We Have Always Lived in the Castle was the last book Jackson ever wrote. It was published as her own paranoia and agoraphobia started to take over. (At the end, she apparently wouldn’t even leave her filthy, cluttered bedroom.) It bears similarities to Jackson’s most famous work, the short story “The Lottery.” In both, townspeople in an apparently contemporary northeastern town are depicted as simple-minded cretins. Jackson and her husband, the Jewish critic Stanley Hyman, lived in North Bennington, Vermont. There, Jackson recoiled at the townspeople’s anti-intellectualism and anti-Semitism. “The Lottery” ends with the villagers stoning the “winner” of the titular lottery, clinging to the brainless tradition, “Lottery in June, corn be heavy soon.” We Have Always Lived in the Castle climaxes when the villagers arrive to see the Blackwood estate on fire and, shouting at the firemen to let it burn, begin hurling stones through the windows.

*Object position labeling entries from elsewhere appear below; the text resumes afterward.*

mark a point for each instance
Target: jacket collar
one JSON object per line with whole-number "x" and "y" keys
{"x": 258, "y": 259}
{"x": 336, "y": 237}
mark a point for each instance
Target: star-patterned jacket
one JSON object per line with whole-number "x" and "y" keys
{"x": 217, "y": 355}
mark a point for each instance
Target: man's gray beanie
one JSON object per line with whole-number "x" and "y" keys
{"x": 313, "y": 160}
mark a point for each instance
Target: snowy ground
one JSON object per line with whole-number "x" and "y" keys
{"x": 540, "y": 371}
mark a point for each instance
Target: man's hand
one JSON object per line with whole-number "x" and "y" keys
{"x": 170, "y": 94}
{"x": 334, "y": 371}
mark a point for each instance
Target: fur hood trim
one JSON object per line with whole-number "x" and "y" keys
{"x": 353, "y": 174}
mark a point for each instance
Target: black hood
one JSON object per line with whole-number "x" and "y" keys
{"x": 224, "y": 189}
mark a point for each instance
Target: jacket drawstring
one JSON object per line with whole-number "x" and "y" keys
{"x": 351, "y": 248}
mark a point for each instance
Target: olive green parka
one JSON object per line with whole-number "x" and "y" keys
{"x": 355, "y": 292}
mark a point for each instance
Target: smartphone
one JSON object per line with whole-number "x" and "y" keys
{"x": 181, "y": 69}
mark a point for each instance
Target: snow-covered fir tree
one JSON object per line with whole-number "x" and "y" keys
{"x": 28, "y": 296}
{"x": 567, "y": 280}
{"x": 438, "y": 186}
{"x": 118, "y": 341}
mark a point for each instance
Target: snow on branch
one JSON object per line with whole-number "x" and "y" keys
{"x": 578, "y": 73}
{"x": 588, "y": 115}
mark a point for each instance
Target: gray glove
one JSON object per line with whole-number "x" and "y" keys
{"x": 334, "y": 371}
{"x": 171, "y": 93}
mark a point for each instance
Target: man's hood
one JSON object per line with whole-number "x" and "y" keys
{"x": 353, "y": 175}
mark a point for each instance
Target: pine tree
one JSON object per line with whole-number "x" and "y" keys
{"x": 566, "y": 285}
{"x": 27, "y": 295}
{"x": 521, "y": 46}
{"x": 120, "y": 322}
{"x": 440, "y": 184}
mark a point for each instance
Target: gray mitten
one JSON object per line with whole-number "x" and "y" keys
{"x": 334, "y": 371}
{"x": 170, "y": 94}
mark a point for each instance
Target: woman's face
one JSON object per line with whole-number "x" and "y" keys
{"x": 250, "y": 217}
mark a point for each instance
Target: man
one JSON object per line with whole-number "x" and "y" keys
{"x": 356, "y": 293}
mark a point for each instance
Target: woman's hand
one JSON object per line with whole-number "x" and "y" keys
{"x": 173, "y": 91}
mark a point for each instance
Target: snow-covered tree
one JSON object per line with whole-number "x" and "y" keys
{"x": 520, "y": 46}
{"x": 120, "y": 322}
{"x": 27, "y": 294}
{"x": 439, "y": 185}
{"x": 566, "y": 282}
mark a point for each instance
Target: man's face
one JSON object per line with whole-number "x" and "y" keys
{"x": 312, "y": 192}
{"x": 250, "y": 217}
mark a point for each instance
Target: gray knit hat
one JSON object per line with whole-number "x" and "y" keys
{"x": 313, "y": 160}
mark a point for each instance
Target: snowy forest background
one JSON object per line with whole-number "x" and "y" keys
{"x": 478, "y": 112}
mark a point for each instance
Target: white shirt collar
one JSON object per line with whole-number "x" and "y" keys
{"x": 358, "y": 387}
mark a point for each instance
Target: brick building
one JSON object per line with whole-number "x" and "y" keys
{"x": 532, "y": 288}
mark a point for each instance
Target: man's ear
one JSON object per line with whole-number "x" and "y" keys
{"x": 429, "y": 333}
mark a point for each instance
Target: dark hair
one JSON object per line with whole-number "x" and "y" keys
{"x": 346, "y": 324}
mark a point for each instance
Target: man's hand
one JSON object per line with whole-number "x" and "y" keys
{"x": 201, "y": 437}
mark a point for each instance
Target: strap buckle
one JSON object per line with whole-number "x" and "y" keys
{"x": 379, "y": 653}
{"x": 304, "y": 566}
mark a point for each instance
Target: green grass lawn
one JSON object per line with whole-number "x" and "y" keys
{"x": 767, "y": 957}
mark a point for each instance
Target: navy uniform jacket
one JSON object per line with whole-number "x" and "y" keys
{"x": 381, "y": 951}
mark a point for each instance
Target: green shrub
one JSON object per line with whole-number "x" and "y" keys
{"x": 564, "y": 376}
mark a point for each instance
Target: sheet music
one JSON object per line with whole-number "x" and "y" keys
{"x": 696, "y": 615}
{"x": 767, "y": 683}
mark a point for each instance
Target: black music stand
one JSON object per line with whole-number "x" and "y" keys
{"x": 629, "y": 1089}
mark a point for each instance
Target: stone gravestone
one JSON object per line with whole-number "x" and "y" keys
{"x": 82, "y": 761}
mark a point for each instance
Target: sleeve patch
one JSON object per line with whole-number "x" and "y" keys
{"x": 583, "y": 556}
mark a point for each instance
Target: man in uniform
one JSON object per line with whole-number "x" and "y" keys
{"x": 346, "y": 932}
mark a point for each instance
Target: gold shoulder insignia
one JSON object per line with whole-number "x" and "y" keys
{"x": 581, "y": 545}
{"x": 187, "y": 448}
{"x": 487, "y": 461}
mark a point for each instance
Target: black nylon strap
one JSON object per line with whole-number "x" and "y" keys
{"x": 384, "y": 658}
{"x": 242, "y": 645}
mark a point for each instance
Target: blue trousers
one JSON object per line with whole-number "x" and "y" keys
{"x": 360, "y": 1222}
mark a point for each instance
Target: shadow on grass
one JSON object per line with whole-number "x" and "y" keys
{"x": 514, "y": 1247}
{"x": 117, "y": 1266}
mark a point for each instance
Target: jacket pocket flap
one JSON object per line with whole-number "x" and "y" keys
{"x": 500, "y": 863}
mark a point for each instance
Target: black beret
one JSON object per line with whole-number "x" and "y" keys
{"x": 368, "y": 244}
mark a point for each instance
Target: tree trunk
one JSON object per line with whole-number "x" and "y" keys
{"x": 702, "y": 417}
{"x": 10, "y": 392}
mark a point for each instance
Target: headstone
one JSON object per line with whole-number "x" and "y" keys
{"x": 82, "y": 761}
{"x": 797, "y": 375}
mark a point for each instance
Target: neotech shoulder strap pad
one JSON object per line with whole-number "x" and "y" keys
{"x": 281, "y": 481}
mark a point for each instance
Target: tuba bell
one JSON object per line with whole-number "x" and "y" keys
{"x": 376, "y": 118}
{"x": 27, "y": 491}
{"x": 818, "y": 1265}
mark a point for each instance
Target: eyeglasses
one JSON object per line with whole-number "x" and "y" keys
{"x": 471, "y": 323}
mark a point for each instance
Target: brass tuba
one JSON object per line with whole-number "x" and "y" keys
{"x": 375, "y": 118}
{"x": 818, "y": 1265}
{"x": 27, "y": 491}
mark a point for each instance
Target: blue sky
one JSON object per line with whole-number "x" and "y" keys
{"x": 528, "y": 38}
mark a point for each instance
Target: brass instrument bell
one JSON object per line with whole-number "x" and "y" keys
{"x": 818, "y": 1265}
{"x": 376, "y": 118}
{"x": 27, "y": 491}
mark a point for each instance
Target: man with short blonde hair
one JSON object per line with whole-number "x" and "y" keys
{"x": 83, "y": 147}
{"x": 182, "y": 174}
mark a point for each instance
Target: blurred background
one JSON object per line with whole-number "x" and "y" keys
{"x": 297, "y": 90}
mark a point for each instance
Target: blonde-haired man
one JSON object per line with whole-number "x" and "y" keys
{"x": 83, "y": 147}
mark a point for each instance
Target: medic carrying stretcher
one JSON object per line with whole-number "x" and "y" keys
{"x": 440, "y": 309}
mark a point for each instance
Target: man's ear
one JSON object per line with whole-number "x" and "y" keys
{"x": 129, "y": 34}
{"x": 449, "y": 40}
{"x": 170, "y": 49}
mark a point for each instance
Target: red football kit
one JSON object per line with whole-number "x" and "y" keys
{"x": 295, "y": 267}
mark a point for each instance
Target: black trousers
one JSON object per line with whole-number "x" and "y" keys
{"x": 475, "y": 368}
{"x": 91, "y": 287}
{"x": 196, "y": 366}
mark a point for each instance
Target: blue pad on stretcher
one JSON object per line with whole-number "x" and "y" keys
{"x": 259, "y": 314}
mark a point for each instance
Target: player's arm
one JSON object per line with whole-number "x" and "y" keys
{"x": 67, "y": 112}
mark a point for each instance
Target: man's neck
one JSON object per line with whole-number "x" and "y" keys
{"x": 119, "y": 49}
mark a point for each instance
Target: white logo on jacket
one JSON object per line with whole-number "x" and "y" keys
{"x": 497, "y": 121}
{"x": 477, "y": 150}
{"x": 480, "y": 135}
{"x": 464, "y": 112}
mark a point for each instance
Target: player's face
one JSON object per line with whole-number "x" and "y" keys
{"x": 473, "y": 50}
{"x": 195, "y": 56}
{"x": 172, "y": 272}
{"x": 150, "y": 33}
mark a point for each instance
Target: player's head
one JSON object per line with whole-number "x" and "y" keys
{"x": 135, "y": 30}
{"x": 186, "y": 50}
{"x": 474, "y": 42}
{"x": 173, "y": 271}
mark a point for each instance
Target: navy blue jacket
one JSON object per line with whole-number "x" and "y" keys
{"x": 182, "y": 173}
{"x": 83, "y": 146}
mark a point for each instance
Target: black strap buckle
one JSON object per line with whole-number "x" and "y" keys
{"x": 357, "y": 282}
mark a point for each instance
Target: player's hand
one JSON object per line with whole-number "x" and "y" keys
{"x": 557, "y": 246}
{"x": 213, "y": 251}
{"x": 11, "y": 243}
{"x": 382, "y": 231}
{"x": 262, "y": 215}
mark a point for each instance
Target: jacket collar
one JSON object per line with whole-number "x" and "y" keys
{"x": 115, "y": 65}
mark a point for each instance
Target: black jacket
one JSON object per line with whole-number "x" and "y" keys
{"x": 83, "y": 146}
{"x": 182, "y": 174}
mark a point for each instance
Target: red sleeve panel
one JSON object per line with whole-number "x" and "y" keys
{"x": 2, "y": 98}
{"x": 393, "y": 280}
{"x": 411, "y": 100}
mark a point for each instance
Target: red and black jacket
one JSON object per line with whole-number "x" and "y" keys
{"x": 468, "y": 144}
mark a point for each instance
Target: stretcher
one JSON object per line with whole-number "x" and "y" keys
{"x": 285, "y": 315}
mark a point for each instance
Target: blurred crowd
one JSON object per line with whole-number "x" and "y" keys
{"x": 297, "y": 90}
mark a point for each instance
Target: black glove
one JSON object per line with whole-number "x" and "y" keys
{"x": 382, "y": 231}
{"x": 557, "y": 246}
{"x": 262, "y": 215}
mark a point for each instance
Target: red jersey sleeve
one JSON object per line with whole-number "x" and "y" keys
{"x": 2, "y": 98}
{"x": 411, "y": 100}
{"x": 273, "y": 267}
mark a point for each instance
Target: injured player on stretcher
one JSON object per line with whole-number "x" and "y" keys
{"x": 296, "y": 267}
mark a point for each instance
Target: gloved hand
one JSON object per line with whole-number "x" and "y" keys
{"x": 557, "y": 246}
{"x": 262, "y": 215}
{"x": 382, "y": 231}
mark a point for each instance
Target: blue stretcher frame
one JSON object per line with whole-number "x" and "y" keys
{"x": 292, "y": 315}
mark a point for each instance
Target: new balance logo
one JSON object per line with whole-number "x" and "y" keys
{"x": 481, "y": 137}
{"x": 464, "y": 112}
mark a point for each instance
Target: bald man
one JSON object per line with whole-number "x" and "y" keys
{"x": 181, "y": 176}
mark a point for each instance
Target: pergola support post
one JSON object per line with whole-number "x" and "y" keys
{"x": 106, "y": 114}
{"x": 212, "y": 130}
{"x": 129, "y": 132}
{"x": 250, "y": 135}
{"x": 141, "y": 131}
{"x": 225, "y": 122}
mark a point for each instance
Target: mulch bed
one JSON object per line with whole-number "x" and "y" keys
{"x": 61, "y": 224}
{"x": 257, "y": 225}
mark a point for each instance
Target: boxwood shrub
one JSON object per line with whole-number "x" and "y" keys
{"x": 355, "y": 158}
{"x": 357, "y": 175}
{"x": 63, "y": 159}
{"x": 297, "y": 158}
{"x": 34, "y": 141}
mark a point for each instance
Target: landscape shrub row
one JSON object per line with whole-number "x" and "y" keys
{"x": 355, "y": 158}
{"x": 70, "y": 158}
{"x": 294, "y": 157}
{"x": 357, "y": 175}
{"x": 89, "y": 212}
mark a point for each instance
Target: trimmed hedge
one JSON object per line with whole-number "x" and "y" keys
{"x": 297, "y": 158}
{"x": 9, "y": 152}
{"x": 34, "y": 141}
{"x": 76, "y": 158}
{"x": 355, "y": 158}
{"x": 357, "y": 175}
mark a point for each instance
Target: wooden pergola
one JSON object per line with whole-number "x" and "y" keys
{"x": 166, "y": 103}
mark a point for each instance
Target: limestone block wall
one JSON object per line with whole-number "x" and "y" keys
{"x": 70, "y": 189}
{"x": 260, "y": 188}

The ending — like the main female characters and indeed the novel as a whole — resists simple interpretations. On one level, it reads like a fairy-tale ending. The evil townspeople have been repelled and only return to give the sisters baskets of food as an apology. On another level, it is deeply disturbing. Constance has been dragged completely into the diseased world of Merricat. The sisters stand in their burnt house, all of their possessions and connections to the world severed. “Oh, Constance,” Merricat says with chilling cheer. “We are so happy.

The reader is left to imagine what happens to these lost sisters. Do they live happily ever after in their ruins? Do the townspeople return to drag them to an asylum? Or do these women simply hide away until they fade, like ghosts, into the charred remains of a now-haunted house?